I’m not aware of any disease that dogs could pass onto humans (setting rabies aside, but that’s a very different matter!) However, I’d suggest you think carefully about how much time you would have - with young children - to deal with a new dog. Rescue dogs often come with significant baggage and it takes a lot of time and patience to help them settle in. It can take many months for a rescue dog to adjust to its new life. Often these dogs coming from overseas have been street dogs. Their trust of humans is limited and the issues they have (being brought into a home for starters) can be quite involved.
That all said, if you do have the time and energy, you can end up with a great dog.
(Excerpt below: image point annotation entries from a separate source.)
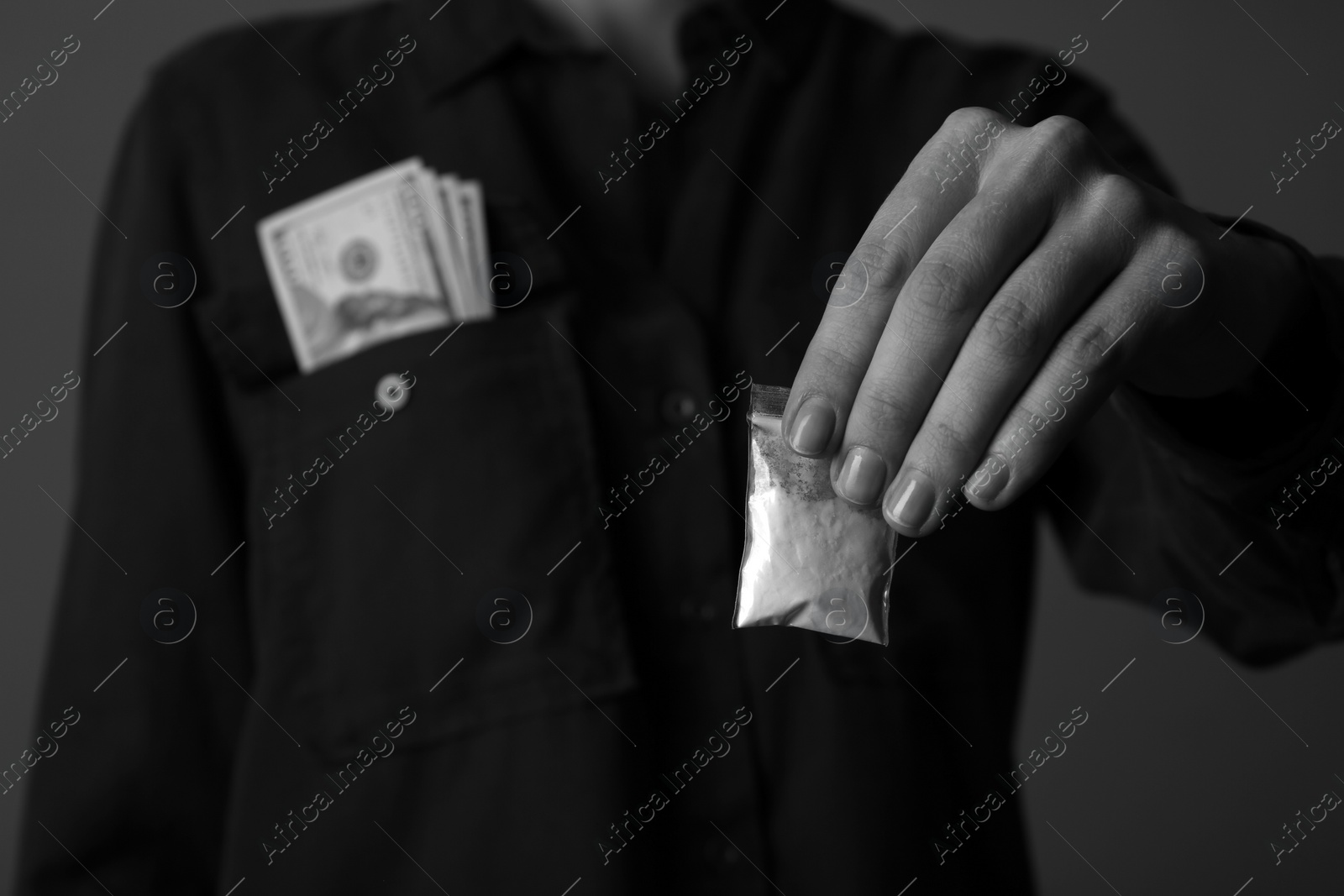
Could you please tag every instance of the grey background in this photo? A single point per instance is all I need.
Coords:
(1182, 774)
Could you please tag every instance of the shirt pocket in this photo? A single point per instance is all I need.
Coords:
(443, 558)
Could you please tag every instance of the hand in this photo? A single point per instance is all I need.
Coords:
(1010, 282)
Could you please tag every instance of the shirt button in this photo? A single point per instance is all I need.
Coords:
(391, 392)
(678, 407)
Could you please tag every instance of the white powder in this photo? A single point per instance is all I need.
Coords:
(812, 560)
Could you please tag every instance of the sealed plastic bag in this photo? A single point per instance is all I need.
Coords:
(812, 560)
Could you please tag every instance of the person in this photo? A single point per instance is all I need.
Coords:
(1008, 311)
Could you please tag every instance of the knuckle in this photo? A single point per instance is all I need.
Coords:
(882, 409)
(873, 266)
(964, 120)
(940, 289)
(837, 358)
(947, 441)
(1011, 328)
(1088, 347)
(1062, 136)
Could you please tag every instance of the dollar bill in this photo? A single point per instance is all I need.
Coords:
(382, 257)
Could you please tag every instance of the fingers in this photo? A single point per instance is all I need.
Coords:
(1090, 360)
(934, 190)
(934, 313)
(1000, 358)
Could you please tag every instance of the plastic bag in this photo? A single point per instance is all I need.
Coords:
(812, 560)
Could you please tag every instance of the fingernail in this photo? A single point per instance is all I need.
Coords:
(911, 500)
(812, 426)
(862, 476)
(991, 479)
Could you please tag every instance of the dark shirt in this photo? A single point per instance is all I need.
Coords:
(351, 625)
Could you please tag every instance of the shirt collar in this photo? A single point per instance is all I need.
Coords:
(463, 38)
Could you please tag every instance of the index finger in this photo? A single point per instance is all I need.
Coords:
(940, 181)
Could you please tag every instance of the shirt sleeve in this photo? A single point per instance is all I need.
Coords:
(134, 797)
(1236, 503)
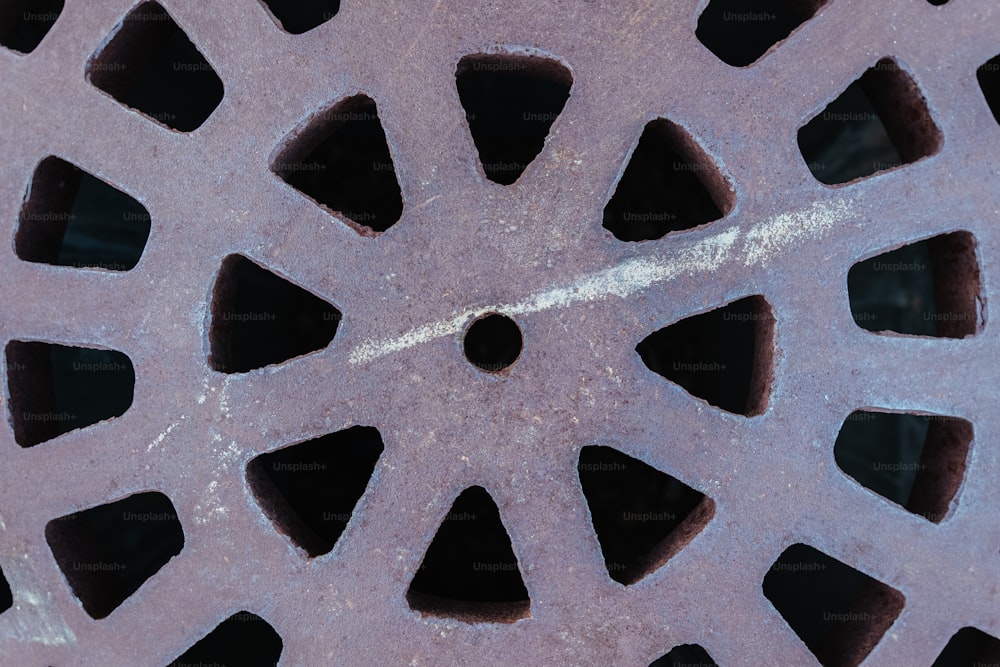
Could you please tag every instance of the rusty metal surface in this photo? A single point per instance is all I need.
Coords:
(582, 299)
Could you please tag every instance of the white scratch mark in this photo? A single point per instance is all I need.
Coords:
(211, 506)
(36, 617)
(760, 244)
(229, 455)
(782, 231)
(160, 437)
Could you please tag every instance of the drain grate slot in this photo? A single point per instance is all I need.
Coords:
(259, 319)
(685, 655)
(107, 552)
(740, 32)
(242, 639)
(838, 612)
(928, 288)
(723, 356)
(510, 103)
(299, 16)
(309, 490)
(670, 184)
(642, 517)
(55, 389)
(916, 461)
(879, 122)
(71, 218)
(24, 23)
(470, 572)
(152, 66)
(341, 161)
(970, 647)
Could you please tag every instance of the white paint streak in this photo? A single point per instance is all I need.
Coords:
(160, 437)
(211, 506)
(35, 616)
(760, 244)
(784, 231)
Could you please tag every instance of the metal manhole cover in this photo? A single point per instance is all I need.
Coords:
(480, 333)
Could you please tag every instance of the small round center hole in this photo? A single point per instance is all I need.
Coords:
(493, 343)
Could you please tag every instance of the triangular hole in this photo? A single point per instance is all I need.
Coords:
(71, 218)
(670, 184)
(723, 357)
(642, 516)
(686, 655)
(879, 122)
(510, 103)
(341, 160)
(470, 572)
(241, 639)
(151, 65)
(109, 551)
(309, 490)
(259, 318)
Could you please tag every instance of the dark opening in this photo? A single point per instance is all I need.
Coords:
(493, 343)
(879, 122)
(152, 66)
(259, 319)
(299, 16)
(988, 75)
(342, 161)
(107, 552)
(928, 288)
(839, 613)
(6, 596)
(739, 32)
(970, 647)
(24, 23)
(309, 490)
(70, 218)
(723, 356)
(917, 461)
(685, 655)
(642, 517)
(243, 639)
(510, 104)
(55, 389)
(670, 184)
(470, 571)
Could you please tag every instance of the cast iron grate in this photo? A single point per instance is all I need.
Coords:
(405, 228)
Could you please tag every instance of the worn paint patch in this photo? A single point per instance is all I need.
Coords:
(159, 439)
(211, 506)
(761, 243)
(34, 617)
(776, 235)
(623, 280)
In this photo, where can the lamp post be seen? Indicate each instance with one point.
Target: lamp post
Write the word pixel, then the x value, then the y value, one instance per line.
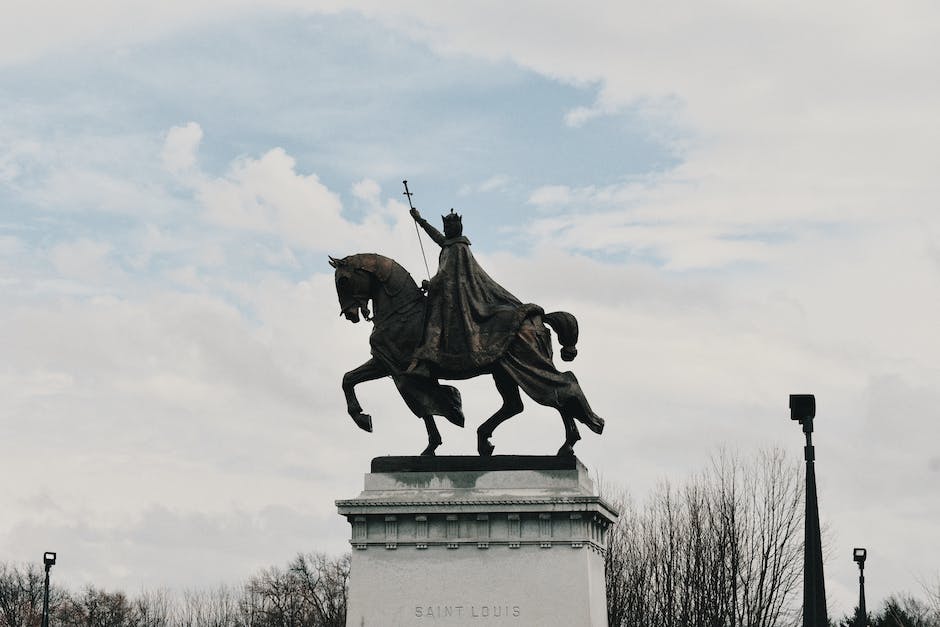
pixel 803 409
pixel 48 558
pixel 861 618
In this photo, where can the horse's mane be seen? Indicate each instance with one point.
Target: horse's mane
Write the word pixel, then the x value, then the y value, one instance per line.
pixel 389 272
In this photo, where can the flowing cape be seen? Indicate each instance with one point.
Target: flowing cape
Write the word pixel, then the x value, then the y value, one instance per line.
pixel 471 319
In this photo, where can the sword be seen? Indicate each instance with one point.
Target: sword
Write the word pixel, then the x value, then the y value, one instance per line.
pixel 417 232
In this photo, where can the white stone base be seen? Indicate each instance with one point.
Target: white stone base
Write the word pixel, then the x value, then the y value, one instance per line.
pixel 487 547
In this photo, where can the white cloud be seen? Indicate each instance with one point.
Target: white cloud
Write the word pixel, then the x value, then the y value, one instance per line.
pixel 180 147
pixel 83 259
pixel 368 191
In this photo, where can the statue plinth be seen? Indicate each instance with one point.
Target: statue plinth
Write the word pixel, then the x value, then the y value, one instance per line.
pixel 514 540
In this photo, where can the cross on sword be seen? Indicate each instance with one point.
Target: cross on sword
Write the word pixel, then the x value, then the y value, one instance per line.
pixel 417 232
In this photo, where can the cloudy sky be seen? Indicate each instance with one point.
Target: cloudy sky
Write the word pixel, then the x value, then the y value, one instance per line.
pixel 738 200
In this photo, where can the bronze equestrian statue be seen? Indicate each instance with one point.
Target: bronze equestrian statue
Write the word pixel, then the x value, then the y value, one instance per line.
pixel 466 325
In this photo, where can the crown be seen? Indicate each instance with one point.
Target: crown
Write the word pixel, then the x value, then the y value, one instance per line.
pixel 452 218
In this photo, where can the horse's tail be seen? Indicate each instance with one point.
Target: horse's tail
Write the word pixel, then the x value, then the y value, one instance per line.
pixel 566 326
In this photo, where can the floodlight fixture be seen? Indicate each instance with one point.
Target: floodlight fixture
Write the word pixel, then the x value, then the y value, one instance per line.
pixel 815 614
pixel 859 554
pixel 48 558
pixel 802 407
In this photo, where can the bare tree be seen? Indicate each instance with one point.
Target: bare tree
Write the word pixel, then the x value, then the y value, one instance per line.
pixel 722 551
pixel 21 592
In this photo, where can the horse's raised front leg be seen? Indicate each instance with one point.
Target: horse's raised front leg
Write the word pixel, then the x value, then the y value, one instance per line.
pixel 369 371
pixel 571 435
pixel 512 405
pixel 434 436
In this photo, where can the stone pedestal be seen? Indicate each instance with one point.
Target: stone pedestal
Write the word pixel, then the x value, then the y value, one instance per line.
pixel 505 540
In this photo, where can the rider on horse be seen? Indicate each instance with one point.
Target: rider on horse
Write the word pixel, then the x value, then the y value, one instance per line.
pixel 471 319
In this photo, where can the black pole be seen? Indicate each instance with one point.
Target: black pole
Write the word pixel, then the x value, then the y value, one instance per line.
pixel 862 618
pixel 45 598
pixel 803 408
pixel 48 558
pixel 814 585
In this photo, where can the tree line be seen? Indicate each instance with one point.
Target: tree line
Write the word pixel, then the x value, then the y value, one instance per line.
pixel 725 549
pixel 310 592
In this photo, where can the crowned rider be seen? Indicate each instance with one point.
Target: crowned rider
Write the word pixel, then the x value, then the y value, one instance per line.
pixel 470 317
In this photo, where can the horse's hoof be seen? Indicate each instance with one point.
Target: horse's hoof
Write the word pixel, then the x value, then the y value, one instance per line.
pixel 363 421
pixel 595 423
pixel 456 418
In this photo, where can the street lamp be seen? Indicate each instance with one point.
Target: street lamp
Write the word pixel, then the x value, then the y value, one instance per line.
pixel 803 409
pixel 861 618
pixel 48 558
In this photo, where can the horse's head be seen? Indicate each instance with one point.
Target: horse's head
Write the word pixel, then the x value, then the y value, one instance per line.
pixel 353 285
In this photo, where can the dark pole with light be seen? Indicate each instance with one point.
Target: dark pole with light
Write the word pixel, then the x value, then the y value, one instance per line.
pixel 861 618
pixel 48 558
pixel 803 409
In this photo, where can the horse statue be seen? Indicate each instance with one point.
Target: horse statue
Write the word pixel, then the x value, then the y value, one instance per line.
pixel 399 317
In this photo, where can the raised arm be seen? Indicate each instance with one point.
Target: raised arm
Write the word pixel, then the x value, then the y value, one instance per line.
pixel 433 233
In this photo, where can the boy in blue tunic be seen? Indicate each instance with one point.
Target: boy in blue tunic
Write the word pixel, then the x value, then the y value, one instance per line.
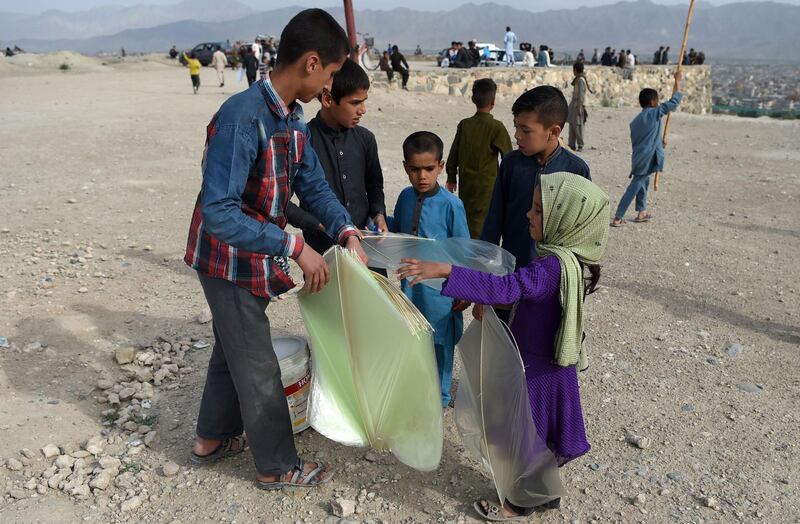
pixel 539 117
pixel 426 210
pixel 648 151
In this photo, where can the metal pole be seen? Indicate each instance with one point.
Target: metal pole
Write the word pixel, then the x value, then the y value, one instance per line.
pixel 350 21
pixel 675 85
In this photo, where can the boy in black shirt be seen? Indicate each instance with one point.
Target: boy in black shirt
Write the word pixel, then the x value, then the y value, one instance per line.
pixel 349 156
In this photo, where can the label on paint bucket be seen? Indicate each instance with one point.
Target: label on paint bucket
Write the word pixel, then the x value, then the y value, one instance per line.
pixel 293 358
pixel 297 398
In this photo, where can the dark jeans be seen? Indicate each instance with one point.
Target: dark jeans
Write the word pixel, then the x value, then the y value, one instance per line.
pixel 243 390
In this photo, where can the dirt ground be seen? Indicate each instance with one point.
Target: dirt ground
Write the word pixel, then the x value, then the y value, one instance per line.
pixel 693 337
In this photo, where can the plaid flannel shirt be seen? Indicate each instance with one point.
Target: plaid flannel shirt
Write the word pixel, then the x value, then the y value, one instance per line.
pixel 257 153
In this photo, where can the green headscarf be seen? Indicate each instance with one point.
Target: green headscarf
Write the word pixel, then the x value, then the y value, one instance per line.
pixel 575 215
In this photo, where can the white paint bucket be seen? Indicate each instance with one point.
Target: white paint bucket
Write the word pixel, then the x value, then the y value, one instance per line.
pixel 293 358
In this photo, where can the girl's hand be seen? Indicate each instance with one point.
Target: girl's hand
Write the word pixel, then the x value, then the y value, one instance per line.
pixel 420 271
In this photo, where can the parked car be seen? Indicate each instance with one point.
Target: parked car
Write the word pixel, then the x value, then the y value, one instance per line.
pixel 498 58
pixel 493 50
pixel 205 51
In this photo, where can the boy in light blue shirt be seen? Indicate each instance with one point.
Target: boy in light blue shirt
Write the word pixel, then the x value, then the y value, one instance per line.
pixel 648 151
pixel 427 210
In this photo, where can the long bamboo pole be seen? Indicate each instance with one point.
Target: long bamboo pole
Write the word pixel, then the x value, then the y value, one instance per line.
pixel 350 22
pixel 675 85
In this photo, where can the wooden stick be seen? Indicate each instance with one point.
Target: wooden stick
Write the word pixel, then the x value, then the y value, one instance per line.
pixel 675 85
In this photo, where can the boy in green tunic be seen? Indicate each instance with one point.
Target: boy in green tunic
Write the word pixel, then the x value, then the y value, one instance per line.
pixel 473 158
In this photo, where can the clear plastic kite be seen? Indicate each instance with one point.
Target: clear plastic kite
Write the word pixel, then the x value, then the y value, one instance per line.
pixel 374 379
pixel 386 250
pixel 494 418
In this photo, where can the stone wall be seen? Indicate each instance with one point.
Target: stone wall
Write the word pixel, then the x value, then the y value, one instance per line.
pixel 611 87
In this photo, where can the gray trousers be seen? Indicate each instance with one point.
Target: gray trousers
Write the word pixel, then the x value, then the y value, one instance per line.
pixel 575 136
pixel 243 391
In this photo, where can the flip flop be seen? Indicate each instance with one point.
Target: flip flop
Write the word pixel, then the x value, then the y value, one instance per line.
pixel 495 513
pixel 225 449
pixel 299 478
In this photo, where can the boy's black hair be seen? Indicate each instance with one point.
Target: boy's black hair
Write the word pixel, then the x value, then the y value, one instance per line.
pixel 423 142
pixel 313 30
pixel 483 92
pixel 349 79
pixel 546 102
pixel 647 96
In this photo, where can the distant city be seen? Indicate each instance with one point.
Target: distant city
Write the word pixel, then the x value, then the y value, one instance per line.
pixel 756 90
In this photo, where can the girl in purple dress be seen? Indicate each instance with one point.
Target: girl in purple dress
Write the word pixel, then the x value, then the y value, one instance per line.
pixel 569 221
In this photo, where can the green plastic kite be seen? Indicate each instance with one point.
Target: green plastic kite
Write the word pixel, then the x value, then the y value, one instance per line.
pixel 374 379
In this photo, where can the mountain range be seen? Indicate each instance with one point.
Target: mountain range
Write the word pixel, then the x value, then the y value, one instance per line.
pixel 741 31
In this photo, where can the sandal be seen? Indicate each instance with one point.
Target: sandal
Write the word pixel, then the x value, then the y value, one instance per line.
pixel 299 478
pixel 494 512
pixel 225 449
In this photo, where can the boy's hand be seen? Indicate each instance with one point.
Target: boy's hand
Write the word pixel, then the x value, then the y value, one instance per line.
pixel 353 243
pixel 380 221
pixel 422 270
pixel 315 270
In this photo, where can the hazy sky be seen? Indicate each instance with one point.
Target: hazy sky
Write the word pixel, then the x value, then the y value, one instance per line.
pixel 36 6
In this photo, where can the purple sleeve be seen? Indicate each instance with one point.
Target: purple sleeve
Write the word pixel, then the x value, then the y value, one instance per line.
pixel 539 280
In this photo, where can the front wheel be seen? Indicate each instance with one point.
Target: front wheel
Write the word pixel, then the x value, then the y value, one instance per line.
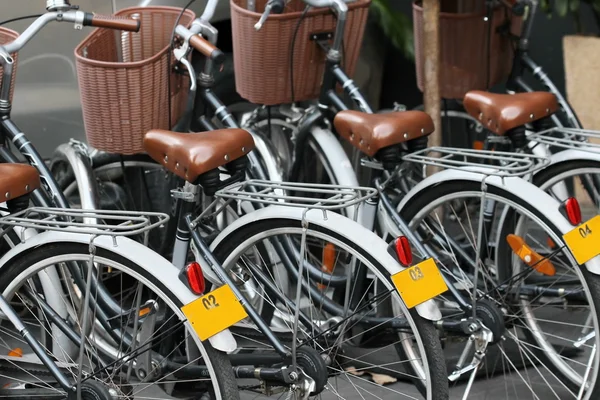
pixel 167 348
pixel 346 308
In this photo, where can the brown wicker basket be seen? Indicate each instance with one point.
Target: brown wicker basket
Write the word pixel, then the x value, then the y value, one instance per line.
pixel 7 36
pixel 262 59
pixel 124 80
pixel 473 56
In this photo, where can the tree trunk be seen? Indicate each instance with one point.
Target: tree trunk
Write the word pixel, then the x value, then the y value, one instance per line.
pixel 431 49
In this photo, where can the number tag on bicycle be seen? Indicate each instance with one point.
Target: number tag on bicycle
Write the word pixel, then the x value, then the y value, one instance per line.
pixel 419 283
pixel 584 241
pixel 214 312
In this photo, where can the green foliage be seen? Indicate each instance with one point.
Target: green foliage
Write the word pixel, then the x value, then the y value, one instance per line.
pixel 571 8
pixel 395 25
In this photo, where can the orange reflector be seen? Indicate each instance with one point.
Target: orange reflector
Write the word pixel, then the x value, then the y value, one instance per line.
pixel 328 261
pixel 529 256
pixel 16 352
pixel 195 278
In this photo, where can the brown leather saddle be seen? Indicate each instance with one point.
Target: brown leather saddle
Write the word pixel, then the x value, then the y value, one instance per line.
pixel 372 132
pixel 502 112
pixel 189 155
pixel 17 180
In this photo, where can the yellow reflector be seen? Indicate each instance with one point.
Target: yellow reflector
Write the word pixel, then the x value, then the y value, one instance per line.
pixel 529 256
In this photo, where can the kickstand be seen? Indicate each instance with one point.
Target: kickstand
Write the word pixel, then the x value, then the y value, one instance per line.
pixel 471 380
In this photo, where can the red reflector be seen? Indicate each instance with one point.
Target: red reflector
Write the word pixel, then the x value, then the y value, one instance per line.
pixel 573 211
pixel 403 251
pixel 195 278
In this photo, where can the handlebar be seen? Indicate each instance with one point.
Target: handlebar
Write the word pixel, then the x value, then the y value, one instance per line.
pixel 207 49
pixel 111 22
pixel 202 45
pixel 79 18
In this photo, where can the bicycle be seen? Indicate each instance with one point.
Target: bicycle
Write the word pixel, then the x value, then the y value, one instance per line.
pixel 500 191
pixel 47 328
pixel 377 260
pixel 310 128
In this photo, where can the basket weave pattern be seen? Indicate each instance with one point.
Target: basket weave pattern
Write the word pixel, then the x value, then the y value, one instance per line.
pixel 472 56
pixel 262 59
pixel 124 80
pixel 7 36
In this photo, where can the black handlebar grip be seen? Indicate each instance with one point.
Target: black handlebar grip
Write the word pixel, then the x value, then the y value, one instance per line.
pixel 277 6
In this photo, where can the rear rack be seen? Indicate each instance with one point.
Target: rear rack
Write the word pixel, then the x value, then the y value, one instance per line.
pixel 568 138
pixel 109 223
pixel 303 195
pixel 482 161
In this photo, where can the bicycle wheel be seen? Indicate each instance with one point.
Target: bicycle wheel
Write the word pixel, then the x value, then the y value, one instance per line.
pixel 584 173
pixel 267 251
pixel 149 350
pixel 536 318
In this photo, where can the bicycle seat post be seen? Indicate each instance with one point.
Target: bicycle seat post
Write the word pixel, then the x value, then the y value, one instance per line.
pixel 58 5
pixel 210 33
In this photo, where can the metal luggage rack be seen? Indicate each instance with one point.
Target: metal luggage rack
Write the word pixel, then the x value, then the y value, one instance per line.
pixel 487 162
pixel 568 138
pixel 290 194
pixel 109 223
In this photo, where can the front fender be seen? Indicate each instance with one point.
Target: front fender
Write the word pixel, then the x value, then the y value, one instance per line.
pixel 527 192
pixel 340 225
pixel 572 154
pixel 157 266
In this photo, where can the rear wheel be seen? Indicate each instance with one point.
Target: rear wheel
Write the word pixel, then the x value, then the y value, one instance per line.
pixel 541 317
pixel 357 354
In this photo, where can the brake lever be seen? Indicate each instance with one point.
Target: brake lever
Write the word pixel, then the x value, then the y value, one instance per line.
pixel 264 16
pixel 181 54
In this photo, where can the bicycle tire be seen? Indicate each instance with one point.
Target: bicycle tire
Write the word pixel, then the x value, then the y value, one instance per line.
pixel 425 328
pixel 427 197
pixel 18 266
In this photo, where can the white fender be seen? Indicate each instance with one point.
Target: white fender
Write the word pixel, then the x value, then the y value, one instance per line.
pixel 572 154
pixel 520 188
pixel 155 264
pixel 340 225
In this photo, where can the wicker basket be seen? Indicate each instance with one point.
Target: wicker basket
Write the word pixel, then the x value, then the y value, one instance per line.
pixel 262 59
pixel 7 36
pixel 474 55
pixel 124 80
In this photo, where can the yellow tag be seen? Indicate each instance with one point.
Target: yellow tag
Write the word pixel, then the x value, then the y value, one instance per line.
pixel 584 241
pixel 214 312
pixel 419 283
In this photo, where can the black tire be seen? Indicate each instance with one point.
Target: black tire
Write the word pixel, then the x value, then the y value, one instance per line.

Nonetheless, I’d be tempted to try a UK rescue centre (Dogs Trust, RSPCA, independent) which might be able to offer some sort if support if you have difficulties wiping the dog.


----------



## Linda Weasel (Mar 5, 2014)

As @Ian246, disease is the very least of the worries with an overseas rescue.

Many are under-socialised, have never lived in a house, have a fear of humans, loud noises, busy places and so on.

In your situation, with the ages of your children, I definitely wouldn't go this route.


----------



## Nash81 (Aug 16, 2020)

Linda Weasel said:


> As @Ian246, disease is the very least of the worries with an overseas rescue.
> 
> Many are under-socialised, have never lived in a house, have a fear of humans, loud noises, busy places and so on.
> 
> In your situation, with the ages of your children, I definitely wouldn't go this route.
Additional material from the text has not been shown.